1. Field
This invention relates to image compression and reproduction, more particularly to image compression and reproduction in color reproduction devices.
2. Background
Image compression techniques allow image data to be transmitted or stored more efficiently, as the compressed image requires less space or lower bandwidth to be transmitted than the uncompressed image. Generally, color images can be compressed more efficiently in the luminance-chrominance color space (YCbCr) than in other color spaces, such as red-green-blue (RGB) or cyan-magenta-yellow-black (CMYK). However, output devices such as displays and printers usually require the image data to be in either RGB or CMYK format. This requires a process to convert between the compression color space and the output color space, referred to as color transformation.

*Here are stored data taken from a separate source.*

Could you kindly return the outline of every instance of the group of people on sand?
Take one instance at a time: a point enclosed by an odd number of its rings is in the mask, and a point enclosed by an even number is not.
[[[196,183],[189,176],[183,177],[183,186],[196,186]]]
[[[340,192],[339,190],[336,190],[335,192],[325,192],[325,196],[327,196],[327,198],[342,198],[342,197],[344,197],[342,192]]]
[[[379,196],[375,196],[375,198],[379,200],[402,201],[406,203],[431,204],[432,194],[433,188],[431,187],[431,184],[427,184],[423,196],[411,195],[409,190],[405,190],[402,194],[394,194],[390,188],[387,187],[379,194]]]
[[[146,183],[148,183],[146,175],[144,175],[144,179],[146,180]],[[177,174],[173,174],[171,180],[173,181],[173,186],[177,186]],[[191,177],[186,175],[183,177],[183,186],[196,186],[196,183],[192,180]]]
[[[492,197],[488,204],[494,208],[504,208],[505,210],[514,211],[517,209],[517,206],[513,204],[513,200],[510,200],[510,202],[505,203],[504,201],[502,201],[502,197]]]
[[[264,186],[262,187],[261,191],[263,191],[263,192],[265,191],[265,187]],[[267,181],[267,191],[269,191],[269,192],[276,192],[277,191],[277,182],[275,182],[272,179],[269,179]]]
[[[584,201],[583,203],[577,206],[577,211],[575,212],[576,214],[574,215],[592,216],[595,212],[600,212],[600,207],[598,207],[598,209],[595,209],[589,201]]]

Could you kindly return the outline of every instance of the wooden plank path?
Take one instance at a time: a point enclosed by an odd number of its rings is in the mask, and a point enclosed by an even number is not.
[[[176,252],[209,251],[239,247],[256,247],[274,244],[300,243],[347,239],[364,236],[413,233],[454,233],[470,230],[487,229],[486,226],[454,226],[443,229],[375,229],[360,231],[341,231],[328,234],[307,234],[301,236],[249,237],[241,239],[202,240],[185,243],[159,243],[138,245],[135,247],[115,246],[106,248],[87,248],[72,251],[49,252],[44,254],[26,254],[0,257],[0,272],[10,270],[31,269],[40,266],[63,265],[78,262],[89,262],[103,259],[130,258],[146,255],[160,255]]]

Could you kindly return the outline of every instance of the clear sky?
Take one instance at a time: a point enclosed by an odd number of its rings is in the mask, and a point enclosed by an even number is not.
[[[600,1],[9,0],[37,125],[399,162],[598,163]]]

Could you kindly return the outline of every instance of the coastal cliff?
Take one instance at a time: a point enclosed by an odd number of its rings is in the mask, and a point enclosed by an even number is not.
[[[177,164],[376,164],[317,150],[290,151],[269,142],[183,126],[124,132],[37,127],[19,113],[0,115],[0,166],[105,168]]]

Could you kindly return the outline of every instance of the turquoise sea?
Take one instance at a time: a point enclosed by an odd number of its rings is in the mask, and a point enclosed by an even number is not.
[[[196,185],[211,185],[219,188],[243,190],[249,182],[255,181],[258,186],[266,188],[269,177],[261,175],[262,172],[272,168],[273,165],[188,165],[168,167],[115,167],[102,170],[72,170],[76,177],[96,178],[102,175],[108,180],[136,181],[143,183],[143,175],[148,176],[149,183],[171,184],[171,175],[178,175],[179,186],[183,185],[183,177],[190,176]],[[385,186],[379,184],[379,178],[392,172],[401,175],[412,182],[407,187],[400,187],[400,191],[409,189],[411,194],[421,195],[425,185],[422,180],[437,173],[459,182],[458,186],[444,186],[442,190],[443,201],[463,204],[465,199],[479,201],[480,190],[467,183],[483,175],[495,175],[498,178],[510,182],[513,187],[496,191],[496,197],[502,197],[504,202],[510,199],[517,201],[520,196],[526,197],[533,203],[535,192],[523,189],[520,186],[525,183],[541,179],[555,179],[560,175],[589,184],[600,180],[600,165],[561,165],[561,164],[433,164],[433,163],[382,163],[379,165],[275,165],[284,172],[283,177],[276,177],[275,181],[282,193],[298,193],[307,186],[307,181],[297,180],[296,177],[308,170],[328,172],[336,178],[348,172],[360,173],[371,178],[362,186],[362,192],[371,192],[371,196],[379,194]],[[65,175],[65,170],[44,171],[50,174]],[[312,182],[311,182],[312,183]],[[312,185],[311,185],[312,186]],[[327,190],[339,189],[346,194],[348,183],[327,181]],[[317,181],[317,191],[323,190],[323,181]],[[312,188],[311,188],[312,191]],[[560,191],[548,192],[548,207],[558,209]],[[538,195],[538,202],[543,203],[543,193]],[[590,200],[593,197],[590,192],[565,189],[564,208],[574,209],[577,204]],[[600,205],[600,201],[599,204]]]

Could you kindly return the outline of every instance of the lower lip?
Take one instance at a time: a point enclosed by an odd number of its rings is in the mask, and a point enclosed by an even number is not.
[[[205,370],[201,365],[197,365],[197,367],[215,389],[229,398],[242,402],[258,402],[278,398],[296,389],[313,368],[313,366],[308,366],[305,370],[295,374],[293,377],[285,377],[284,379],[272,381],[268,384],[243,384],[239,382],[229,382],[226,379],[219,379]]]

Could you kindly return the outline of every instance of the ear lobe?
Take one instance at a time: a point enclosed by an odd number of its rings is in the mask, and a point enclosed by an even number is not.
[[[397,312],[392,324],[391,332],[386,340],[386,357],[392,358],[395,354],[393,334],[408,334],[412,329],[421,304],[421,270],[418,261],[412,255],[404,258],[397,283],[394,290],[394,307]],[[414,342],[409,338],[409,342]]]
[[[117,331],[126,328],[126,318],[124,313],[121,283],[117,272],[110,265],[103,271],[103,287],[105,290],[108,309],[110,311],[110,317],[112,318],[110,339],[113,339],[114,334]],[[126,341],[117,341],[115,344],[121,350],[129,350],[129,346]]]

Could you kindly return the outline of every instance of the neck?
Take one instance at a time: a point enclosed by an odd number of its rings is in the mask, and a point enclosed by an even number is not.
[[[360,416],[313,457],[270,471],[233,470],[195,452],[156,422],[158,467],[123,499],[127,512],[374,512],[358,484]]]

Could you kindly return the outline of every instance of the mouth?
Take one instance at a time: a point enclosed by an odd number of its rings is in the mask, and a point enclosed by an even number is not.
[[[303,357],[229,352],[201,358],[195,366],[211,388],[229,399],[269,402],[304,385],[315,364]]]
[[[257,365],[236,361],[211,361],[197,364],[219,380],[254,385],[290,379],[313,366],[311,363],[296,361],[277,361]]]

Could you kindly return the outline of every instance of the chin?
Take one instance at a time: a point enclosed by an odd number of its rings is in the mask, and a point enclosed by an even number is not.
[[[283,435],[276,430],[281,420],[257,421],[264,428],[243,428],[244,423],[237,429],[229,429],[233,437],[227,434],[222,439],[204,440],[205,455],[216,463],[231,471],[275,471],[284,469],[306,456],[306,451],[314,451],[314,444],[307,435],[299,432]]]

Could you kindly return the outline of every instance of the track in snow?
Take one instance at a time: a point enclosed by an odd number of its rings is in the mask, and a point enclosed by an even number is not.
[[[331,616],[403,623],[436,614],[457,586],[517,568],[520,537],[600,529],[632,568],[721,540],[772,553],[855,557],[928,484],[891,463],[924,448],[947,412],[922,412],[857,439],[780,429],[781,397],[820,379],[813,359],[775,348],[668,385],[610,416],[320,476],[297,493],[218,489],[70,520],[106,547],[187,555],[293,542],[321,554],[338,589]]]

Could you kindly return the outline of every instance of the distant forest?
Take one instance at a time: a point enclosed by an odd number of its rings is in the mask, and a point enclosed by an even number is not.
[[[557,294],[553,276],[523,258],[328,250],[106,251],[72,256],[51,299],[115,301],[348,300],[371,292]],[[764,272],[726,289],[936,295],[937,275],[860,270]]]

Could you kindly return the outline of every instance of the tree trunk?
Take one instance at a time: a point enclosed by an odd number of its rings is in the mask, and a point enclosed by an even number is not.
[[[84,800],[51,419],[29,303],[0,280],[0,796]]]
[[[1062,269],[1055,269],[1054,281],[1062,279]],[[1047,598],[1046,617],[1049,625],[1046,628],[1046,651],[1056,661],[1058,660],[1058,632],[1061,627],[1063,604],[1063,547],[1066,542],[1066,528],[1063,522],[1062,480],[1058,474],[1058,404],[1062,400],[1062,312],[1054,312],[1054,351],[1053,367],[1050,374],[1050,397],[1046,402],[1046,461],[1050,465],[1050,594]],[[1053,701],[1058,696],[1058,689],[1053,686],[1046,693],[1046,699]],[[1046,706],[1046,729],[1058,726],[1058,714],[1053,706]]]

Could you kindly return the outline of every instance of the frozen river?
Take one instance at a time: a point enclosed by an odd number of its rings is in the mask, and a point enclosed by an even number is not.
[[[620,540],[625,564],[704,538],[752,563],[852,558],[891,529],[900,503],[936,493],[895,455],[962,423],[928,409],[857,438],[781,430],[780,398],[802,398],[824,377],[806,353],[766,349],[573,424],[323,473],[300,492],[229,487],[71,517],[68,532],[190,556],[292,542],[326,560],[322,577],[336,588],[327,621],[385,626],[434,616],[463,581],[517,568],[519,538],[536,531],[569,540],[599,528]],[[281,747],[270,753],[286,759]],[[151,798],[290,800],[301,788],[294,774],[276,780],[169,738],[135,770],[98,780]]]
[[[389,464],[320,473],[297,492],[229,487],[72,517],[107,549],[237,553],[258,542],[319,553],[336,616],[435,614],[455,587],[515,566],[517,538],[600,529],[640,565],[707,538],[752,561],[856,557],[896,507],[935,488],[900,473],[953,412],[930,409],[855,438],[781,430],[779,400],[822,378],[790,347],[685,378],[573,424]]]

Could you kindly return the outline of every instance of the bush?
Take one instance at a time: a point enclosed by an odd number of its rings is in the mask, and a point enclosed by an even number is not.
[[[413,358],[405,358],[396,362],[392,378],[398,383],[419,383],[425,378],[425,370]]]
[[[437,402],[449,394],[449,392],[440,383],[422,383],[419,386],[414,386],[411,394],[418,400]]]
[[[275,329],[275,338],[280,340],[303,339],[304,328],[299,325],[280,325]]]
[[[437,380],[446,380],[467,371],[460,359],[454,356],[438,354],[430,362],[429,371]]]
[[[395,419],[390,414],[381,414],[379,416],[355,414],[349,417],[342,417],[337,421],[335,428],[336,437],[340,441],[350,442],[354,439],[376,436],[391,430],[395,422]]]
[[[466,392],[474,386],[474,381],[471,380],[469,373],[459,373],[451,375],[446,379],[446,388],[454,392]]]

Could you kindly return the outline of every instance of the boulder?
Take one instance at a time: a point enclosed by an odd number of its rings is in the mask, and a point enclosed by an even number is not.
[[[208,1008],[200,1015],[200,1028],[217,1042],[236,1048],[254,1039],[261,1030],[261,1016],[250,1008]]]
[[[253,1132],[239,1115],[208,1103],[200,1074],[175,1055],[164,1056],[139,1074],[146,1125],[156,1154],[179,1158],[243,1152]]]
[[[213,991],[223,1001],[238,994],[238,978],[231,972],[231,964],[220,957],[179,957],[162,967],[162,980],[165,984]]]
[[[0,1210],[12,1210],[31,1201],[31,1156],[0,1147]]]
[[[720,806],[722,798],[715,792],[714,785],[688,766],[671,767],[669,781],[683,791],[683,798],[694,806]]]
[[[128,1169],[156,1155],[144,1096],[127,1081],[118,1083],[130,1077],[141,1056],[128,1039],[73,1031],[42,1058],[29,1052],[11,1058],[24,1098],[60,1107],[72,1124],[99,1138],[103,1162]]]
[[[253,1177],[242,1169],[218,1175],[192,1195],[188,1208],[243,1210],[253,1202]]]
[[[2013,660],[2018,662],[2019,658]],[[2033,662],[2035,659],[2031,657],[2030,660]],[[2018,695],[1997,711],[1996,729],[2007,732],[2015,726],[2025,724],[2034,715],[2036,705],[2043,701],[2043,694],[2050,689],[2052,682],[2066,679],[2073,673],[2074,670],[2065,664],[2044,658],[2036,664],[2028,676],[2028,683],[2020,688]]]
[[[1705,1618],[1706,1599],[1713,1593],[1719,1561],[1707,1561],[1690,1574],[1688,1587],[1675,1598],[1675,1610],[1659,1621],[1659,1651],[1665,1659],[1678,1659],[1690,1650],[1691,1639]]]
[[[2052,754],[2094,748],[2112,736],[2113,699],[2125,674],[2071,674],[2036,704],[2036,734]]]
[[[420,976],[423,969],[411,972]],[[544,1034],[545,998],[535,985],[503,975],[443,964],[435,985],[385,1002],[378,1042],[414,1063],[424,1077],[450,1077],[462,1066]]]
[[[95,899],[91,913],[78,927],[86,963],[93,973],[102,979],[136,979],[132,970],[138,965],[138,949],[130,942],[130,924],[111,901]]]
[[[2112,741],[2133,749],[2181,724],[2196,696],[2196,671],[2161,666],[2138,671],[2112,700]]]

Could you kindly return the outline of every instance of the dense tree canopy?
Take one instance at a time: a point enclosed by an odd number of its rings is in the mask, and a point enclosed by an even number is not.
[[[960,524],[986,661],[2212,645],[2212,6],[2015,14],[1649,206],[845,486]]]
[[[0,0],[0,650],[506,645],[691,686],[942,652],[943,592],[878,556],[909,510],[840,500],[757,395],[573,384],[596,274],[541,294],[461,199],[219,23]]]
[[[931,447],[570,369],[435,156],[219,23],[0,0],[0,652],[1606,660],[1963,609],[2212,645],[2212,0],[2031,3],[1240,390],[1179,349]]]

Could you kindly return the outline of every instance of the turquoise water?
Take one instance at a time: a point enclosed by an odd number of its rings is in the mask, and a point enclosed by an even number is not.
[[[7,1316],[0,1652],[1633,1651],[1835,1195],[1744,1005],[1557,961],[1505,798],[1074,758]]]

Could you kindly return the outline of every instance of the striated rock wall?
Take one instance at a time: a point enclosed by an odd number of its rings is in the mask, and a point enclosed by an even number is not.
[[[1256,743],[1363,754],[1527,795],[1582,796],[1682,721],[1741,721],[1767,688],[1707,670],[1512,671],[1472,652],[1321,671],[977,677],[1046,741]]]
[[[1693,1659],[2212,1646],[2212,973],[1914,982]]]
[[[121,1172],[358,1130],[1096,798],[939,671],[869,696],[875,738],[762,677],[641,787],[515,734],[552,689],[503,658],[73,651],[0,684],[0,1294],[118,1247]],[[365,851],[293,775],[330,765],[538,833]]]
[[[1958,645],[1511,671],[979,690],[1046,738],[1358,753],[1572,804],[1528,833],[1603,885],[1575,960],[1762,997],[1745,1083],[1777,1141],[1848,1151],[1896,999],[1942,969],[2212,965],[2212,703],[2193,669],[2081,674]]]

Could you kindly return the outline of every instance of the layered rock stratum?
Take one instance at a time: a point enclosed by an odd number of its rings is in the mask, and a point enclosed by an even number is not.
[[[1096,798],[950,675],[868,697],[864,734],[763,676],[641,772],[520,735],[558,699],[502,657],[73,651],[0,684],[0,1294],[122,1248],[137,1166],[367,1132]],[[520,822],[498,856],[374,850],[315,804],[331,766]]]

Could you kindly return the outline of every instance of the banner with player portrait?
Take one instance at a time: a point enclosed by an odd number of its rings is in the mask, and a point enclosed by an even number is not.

Further a printer may also require that an image be half-toned in order to show more perceptible contrast levels than the print engine can actually print. This may also be true of displays with limited bit-depth, such as those used in personal digital assistants (PDAs). Some of those types of display only use 4 or 5 bits of display data per color, rather than the 8 bits used in typical large displays.
These processes can be done in several different ways. However, a method of image compression referred to as vector quantization (VQ) uses a look up table to compress and decompress the image. Similarly, both the color transformation and half-toning can use look up tables to manipulate the data appropriately.
Some work has taken advantage of these facts and proposed using half-toning and compression in a VQ encoder. However, no one has addressed this type of process in the decoder.